Glucocorticoids accomplish this by inhibiting the ability of cells, whether

they are brain, liver, kidney, skin, breast, prostate, or whatever, from

committing suicide via programmed cell death in the face of an equilibrium

disruptive event, such as a temporary lack of oxygen. The ability of

glucocorticoids to stabilize the cells of the body is absolutely critical to

survival and the maintenance of homeostasis.

The ability

of glucocorticoids to stabilize the cells of the body during normal stress has

certain drawbacks when cancer is involved. One of the first biochemical events

that occur during a cells progression to becoming fully malignant is an

increase in the number of glucocorticoid receptors within the cell. In addition

to an increased number of hormone receptors, glucocorticoid receptors can be

activated inappropriately by a process called nitration. The nitration of

proteins occurs when a particular amino acid, such as tyrosine, is covalently

modified by a nitrate group. In most cases, this form of modification inhibits

the activity of the protein. Glucocorticoid receptors are actually activated by

this process. The major donor of nitrate groups is a highly chemically reactive

molecule called peroxynitrite. Peroxynitrite is involved in many diseases

processes and is almost always associated with inflammation.

In addition

to genetic changes to the glucocorticoid receptor and chemical modifications to

the receptor, psychological stress, characterized by an increase in the level

of glucocorticoids and epinephrine in the blood, also contributes to the growth

and spread of cancer cells throughout the body.

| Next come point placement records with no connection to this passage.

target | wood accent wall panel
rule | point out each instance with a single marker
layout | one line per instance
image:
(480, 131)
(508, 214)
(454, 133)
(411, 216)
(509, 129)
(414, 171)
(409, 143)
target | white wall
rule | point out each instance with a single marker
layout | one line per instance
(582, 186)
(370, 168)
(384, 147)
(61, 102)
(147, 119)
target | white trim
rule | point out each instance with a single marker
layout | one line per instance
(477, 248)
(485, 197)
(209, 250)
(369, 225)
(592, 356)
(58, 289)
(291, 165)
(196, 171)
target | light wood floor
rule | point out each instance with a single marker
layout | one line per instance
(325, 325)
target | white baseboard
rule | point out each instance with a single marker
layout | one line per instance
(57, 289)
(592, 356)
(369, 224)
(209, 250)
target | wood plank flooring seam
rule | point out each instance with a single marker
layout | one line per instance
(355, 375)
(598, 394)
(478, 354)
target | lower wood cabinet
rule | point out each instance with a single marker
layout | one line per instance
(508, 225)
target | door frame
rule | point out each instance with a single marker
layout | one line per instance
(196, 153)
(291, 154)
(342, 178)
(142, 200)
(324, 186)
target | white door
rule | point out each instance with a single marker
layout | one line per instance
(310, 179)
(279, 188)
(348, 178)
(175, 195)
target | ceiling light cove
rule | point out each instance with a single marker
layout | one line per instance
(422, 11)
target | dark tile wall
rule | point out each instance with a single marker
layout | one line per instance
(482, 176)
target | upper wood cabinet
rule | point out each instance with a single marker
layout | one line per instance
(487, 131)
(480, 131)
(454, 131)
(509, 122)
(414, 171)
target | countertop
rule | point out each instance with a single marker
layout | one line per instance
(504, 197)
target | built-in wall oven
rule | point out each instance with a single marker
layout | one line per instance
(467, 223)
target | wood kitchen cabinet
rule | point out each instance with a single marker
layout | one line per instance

It is well established that the

five year survival rate after successful cancer therapy is heavily influenced

by the psychological status of the patient. Patients who experience severe

anxiety or feelings of helplessness have a greater incidence of cancer

reoccurrence. In a very real sense, the fear of cancer reoccurrence is a participating

factor in the actual rate of reoccurrence.

In addition

to inhibiting programmed cell death in cancer cells, glucocorticoids are well

established anti-inflammatory agents. Although most, if not all cancers begin

at sites of chronic inflammation, the inflammation associated with cancer is

chronic, and weak, rather than acute and strong. The presence of a weak

inflammatory environment may be due to excessive binding of glucocorticoids

within the tumor mass. Stress, resulting in an increase in glucocorticoid

synthesis and release, is also a factor in protecting cancer cells from PCD.

A good

example of the difference between chronic and acute inflammation is the analogy

of bacteria growing in nutrient rich warm water. As long as the temperature is

not too high, the bacteria will grow rapidly. However, if the temperature is

increased, the bacteria rapidly die. This is very similar to what happens in a

cancer lesion. The inflammatory hormones are growth promoting in low

concentrations, but deadly when elevated beyond a certain concentration. In a

very real sense, it you want to kill cancer cells, especially those associated

with a tumor mass, you MUST induce an acute, deadly inflammatory response

against the tumor. No other treatment protocol will work. This is exactly what

occurs when tumors are treated with chemotherapy and radiation. Radiation and

chemotherapy drugs induce a massive inflammatory response within the tumor

mass, resulting in their death from both PCD and necrosis, primarily the latter.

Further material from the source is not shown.